We compare the role of a conformational switch and that of a point mutation in the thermodynamic stability of a protein solution and in the consequent propensity toward aggregation. We study sickle-cell hemoglobin (HbS), the β6 Glu-Val point mutant of adult human hemoglobin (HbA), in its R (CO-liganded) conformation, and compare its aggregation properties to those of both HbS and HbA in their T (unliganded) conformation. Static and dynamic light scattering measurements performed for various hemoglobin concentrations showed critical divergences with mean field exponents as temperature was increased.

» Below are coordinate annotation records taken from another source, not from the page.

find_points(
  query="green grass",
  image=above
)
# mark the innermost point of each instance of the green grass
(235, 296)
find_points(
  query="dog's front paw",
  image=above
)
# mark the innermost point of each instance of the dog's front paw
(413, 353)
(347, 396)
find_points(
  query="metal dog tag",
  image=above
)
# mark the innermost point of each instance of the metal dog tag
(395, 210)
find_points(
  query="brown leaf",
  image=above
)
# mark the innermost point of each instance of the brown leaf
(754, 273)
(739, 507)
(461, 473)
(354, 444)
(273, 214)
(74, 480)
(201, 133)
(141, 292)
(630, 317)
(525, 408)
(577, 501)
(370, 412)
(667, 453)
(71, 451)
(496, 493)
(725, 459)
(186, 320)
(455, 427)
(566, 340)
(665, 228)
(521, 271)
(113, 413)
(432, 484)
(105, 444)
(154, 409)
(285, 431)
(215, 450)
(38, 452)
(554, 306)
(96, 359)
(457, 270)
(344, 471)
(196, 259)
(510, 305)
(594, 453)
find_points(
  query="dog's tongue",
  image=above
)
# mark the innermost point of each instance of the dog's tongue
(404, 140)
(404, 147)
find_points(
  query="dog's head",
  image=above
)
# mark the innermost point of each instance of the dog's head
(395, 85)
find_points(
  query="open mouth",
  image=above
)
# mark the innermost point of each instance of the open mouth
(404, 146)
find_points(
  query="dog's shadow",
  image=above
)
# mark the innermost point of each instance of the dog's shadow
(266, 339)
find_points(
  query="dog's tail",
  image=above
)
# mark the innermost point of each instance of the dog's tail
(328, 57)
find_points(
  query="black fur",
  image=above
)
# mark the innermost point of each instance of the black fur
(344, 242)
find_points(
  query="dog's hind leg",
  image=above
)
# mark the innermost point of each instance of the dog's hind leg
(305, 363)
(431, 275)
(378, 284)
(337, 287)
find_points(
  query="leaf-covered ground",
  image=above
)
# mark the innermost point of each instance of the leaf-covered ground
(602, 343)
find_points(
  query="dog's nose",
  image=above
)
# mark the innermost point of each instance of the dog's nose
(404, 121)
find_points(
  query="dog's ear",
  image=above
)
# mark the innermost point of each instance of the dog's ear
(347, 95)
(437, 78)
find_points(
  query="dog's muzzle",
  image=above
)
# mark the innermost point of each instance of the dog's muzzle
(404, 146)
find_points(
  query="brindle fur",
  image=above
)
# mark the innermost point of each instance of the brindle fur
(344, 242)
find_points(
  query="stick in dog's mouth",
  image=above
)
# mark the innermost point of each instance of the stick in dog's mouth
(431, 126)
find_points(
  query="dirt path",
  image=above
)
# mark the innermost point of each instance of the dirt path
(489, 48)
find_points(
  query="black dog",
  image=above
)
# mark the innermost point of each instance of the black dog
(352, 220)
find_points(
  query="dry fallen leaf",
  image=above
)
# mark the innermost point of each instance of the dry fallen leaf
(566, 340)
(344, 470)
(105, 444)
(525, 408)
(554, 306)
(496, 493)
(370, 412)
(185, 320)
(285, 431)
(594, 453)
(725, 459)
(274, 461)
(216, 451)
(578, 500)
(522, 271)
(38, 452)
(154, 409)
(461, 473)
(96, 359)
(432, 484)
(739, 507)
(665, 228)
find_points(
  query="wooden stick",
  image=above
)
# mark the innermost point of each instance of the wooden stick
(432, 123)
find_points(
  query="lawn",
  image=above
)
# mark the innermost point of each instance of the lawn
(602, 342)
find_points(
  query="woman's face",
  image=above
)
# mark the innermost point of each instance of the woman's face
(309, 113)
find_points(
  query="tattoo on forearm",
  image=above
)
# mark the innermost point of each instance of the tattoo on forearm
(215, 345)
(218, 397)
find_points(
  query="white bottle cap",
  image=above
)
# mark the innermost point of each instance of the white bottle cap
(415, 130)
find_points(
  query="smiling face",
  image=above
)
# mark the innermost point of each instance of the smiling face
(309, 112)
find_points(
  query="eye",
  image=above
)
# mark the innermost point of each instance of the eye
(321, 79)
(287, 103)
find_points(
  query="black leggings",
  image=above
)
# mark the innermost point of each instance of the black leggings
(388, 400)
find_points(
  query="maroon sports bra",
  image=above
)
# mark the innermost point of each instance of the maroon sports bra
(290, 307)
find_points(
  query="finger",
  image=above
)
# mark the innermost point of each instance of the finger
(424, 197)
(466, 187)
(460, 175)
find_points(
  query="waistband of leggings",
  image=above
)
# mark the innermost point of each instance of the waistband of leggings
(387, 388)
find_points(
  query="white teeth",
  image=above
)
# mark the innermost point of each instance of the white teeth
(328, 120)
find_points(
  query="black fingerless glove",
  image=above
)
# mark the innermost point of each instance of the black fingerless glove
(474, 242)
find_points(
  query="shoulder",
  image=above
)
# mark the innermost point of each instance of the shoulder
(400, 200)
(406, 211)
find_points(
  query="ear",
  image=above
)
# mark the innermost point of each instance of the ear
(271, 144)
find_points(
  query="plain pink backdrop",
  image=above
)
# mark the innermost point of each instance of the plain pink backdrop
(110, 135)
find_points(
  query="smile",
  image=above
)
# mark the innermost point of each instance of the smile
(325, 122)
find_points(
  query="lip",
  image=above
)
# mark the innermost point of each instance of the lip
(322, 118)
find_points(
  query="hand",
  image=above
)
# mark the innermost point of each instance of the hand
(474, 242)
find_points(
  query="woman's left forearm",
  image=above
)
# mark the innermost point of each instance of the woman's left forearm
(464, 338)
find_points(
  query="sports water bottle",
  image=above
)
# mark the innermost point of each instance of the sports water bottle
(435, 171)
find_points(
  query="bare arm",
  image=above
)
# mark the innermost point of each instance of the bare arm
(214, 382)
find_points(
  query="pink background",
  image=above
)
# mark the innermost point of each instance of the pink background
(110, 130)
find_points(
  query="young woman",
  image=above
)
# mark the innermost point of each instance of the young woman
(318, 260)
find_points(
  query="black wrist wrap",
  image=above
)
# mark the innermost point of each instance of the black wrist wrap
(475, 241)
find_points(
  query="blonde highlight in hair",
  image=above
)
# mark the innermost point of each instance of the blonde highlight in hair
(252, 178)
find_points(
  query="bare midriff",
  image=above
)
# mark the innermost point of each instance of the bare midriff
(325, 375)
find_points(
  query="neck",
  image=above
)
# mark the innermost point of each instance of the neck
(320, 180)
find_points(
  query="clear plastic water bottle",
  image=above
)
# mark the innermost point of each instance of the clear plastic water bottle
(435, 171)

This allowed determining spinodal data points TS(c) by extrapolation. These points were fitted to theoretical expressions of the TS(c) spinodal line, which delimits the region where the homogeneous solution becomes thermodynamically unstable against demixing in two sets of denser and dilute mesoscopic domains, while remaining still liquid. Fitting provided model-free numerical values of enthalpy and entropy parameters measuring the stability of solutions against demixing, namely, 93.2 kJ/ mol and 314 J/°K-mol, respectively. Aggregation was observed also for R-HbS, but in amorphous form and above physiological temperatures close to the spinodal, consistent with the role played in nucleation by anomalous fluctuations governed by the parameter ε = (T-TS)/TS. Fourier transform infrared (FTIR) and optical spectroscopy showed that aggregation is neither preceded nor followed by denaturation. Transient multiple interprotein contacts occur in the denser liquid domains for R-HbS, T-HbS, and T-HbA The distinct effects of their specific nature and configurations, and those of desolvation on the demising and aggregation thermodynamics, and on the aggregate structure are highlighted.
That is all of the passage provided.